Secondo le regole consuetudinarie seguite dal Festival veneziano che vogliono la spalmatura più ampia dei premi, il Leone d’Argento alla regia potrebbe toccare a uno dei due registi sopra menzionati, nel caso i rispettivi film non fossero premiati. Tra gli altri favoriti per il primo premio bisogna senz’altro menzionare lo spregiudicato Shame di Steve McQueen, il cui protagonista Michael Fassbender è il più gettonato per la Coppa Volpi, e Le Idi di marzo, ispirato apologo contro la politica corrotta di George Clooney, che potrebbe raddoppiare il Premio Osella per la sceneggiatura (già vinto con Good Night, and Good Luck). Come miglior sceneggiatura, inoltre, ma non è da escludersi anche dai giochi come miglior film, si segnala la ruvida black comedy Killer Joe di William Friedkin, con un eccellente cast, in cui spicca la rivelazione Juno Temple, giovanissima aspirante al Premio Marcello Mastroianni come miglior attrice esordiente, da lottarsi con il protagonista del Cime tempestose di Andrea Arnold e con il Filippo Pucillo di Terraferma, forse l’unico italiano in gara a poter sperare in qualche premio. Oltre all’Ultimo terrestre del fumettista Gipi, che potrebbe ambire al premio De Laurentiis come miglior opera prima

Il più papabile al Premio Speciale della Giuria, infine, è La talpa di Tomas Alfredson, elegantissima spy story ambientata durante la Guerra fredda, con un cast di grande livello che coinvolge Gary Oldman, l’ultimo Premio Oscar Colin Firth e il futuro cattivo di Batman Tom Hardy, film che potrebbe regalare non poche sorprese.
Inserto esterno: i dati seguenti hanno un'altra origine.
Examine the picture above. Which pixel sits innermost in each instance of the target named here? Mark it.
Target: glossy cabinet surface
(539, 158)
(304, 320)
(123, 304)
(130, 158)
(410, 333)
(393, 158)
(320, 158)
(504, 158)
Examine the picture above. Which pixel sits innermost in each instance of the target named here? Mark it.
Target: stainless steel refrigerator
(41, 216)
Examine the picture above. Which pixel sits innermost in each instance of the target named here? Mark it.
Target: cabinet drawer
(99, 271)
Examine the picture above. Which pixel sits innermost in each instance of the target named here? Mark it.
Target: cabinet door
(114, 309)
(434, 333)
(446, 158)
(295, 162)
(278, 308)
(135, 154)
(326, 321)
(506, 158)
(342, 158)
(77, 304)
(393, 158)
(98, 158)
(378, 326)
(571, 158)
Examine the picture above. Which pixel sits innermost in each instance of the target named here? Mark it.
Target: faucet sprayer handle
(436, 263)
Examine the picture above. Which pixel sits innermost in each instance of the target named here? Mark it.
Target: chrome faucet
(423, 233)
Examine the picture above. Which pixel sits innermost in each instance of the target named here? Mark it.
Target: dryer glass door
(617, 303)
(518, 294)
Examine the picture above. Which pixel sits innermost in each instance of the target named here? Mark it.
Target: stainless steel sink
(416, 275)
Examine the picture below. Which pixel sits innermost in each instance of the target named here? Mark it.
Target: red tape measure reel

Così come potrebbe fare David Cronenberg  con il suo A Dangerous Method, interpretato dai bravissimi Fassbender, Viggo Mortensen e Keira Knightley. Senza tralasciare poi il commovente film cinese A Simple Life, che dovrebbe almeno portare a casa la Coppa Volpi per la miglior attrice (Deanie Yip). Per farla breve, i film in cartellone sono tutti talmente buoni che non vorremmo trovarci nei panni dei giurati. I premi saranno consegnati dalla madrina Vittoria Puccini tornata al Lido dopo il gravissimo lutto che l’ha colpita.